Muhanad M. Hatamleh, BSc, MPhil, MSc, Dip (MaxFac), PhD/Colin Haylock, MBE, FIMPT/Philip Hollows, MBChB, BDS, FDSRCS, FRCS, MSc/Andrew Richmond, MIMPT/Jason Watson, BMed Sc, MIMPT

Pages: 631–635
PMID: 23101045

Facial prostheses aim to restore the appearance, contours, and esthetics of the face while consequently enhancing patients’ self-esteem and reintegration into social life. Restoring unilateral missing ocular and orbital tissues is a challenging task that requires great skill from the clinician (anaplastologist) to accurately mimic the opposing natural tissues. Bilateral defects present additional technical and clinical challenges for clinicians and patients alike. This article presents two cases involving restoration of the ocular and orbital components of bilaterally blind patients. The first case comprised the construction of indwelling scleral eye shells for both eyes, while the second comprised left orbital (implant-retained) and right indwelling eye shell prostheses. Custom-made bilaterally indwelling eyes are more esthetically pleasing than stock options and show better fit and comfort following conventional impression techniques.
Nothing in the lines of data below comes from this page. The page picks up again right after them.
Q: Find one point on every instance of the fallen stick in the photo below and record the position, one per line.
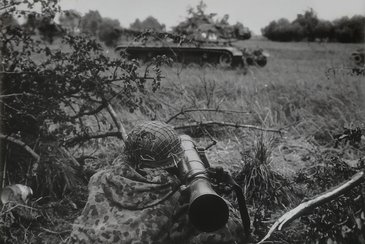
(183, 111)
(306, 207)
(204, 123)
(22, 144)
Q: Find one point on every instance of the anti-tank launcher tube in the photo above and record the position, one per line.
(207, 210)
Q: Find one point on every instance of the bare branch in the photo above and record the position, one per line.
(22, 144)
(72, 158)
(183, 111)
(93, 112)
(308, 206)
(13, 95)
(205, 123)
(86, 137)
(121, 129)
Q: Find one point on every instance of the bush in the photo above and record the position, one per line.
(308, 27)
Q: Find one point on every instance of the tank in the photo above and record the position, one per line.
(358, 61)
(224, 56)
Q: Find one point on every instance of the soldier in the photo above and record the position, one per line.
(139, 199)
Clinical challenges include impression taking, prosthesis fabrication, identification of the correct orientation into the socket, communication with the patient, and satisfaction of patient expectations. Since both patients were blind, their families played a vital role in describing their prostheses and thus in improving the patients’ self-esteem and satisfaction with treatment. Int J Prosthodont 2012;25:631–635.